Czytaj też: Wszystko o dronach General Atomics MQ-9 Reaper
Czytaj też: Broń zwycięstwa: NLAW – co wiemy o tym kompleksie?
Wcześniej plany Wojska Polskiego zakładały utworzenie 5 dywizji, które by dysponowały haubicami Krab. Początkowo kontrakt dotyczył 96 instalacji, później zamówienie wzrosło do liczby 120. Teraz 18 z nich pomaga ukraińskim wojskom. W najbliższym czasie dla Sił Zbrojnych Ukrainy zostaną zakupione około 60 kolejnych haubic.
Czytaj też:
View Comments
Jak dla mnie bardzo słabe opancerzenie, PPK z II WŚ rozniesie toto. A w dobie dronów to prawie trumna.

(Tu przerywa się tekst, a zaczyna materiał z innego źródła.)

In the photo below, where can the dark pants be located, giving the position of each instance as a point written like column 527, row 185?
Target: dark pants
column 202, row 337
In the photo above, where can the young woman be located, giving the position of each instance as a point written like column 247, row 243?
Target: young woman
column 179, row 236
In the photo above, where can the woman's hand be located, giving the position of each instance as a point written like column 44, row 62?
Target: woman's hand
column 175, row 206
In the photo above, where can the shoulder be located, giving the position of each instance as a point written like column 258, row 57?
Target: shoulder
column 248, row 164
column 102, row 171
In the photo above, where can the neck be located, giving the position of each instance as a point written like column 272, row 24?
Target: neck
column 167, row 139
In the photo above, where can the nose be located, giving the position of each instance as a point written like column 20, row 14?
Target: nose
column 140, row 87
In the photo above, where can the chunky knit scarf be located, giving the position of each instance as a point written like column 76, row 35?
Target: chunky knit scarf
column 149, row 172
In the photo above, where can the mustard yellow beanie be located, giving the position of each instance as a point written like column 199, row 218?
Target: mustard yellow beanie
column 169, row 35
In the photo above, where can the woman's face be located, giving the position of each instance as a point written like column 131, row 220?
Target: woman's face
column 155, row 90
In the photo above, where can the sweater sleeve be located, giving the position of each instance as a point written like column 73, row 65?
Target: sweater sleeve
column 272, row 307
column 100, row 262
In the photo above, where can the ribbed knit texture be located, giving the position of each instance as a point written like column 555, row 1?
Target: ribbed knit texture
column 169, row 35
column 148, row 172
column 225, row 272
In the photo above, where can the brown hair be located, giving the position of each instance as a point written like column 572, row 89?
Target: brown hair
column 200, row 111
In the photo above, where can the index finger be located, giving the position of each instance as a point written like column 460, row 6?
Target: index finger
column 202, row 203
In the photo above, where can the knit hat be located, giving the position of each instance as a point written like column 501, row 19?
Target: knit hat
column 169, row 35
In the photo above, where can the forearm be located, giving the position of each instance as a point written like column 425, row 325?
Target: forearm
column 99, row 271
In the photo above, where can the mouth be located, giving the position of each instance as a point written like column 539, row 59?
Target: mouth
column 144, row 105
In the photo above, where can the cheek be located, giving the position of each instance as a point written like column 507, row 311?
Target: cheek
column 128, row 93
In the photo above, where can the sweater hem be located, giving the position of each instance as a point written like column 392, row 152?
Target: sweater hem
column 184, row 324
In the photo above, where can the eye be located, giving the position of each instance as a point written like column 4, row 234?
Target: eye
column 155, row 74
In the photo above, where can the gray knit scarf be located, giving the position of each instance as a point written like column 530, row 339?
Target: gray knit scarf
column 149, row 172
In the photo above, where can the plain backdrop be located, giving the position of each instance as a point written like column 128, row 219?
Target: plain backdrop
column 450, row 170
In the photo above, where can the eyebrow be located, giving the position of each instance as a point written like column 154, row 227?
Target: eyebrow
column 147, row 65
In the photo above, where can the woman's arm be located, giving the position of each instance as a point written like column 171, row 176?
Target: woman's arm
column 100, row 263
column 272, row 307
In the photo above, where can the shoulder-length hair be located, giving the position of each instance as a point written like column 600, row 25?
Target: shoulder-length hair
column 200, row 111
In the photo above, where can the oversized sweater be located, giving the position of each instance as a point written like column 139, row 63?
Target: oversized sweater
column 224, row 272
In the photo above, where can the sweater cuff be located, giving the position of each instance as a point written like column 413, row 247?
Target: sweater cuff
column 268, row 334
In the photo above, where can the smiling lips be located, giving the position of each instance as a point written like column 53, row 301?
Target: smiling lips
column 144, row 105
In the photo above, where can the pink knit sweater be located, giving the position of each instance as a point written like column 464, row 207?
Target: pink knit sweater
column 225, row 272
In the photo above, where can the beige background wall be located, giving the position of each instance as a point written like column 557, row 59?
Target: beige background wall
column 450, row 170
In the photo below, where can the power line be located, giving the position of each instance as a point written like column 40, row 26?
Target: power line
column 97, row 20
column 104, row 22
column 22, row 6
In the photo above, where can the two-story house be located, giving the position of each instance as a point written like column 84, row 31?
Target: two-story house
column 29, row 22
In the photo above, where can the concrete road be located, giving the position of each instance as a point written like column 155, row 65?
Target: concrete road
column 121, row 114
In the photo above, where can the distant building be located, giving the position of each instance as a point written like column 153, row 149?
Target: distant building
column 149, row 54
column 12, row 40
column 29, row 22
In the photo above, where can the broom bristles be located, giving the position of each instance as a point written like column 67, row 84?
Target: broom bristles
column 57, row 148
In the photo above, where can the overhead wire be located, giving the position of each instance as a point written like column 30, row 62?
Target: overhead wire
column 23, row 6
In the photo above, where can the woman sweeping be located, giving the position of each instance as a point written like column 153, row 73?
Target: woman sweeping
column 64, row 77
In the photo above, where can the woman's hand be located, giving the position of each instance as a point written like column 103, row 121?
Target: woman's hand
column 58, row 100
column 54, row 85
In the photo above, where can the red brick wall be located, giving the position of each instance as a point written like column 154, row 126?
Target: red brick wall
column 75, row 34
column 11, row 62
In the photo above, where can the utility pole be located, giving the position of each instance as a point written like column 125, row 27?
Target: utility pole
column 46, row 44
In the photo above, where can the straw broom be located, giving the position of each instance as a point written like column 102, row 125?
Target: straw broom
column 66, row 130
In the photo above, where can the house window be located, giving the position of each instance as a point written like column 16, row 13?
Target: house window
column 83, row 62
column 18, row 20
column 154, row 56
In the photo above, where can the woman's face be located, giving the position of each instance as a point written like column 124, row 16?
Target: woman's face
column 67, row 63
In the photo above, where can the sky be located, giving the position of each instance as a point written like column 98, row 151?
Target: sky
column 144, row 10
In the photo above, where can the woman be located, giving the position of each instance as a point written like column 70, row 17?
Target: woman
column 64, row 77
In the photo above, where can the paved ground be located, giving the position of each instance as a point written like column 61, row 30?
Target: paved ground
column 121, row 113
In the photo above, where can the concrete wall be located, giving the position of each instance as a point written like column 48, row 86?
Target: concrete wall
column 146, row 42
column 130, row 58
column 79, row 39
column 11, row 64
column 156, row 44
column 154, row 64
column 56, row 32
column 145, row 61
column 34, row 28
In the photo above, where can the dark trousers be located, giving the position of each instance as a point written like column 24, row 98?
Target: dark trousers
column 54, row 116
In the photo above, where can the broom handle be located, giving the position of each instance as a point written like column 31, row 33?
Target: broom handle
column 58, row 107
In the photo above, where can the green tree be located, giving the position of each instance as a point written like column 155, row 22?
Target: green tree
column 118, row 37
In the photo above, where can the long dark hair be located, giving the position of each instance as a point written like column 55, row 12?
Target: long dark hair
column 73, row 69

Niestety, to jest fakt.Opancerzenie tego wozu jest za słabe.Argument, że artyleria tego typu działa na tyłach jest bez znaczenia.Zasięg drona lancet-1 to 30 km, zasięg lancet-3 to już ponad 40.Ruskie drony niszczą Kraba jakby był z tektury-dowody na filmach.Krab jest dobry ale ma zdecydowanie za słaby pancerz i ochronę aktywną
Zasięg niszczenia systemów przeciwpancernych wynosi do 5 km, a takie działa samobieżne strzelają z odległości kilkudziesięciu kilometrów - w zasadzie z tyłu pod osłoną obrony przeciwlotniczej dla ochrony przed samolotami i dronami. Dlatego tutaj grubość pancerza nie ma większego znaczenia.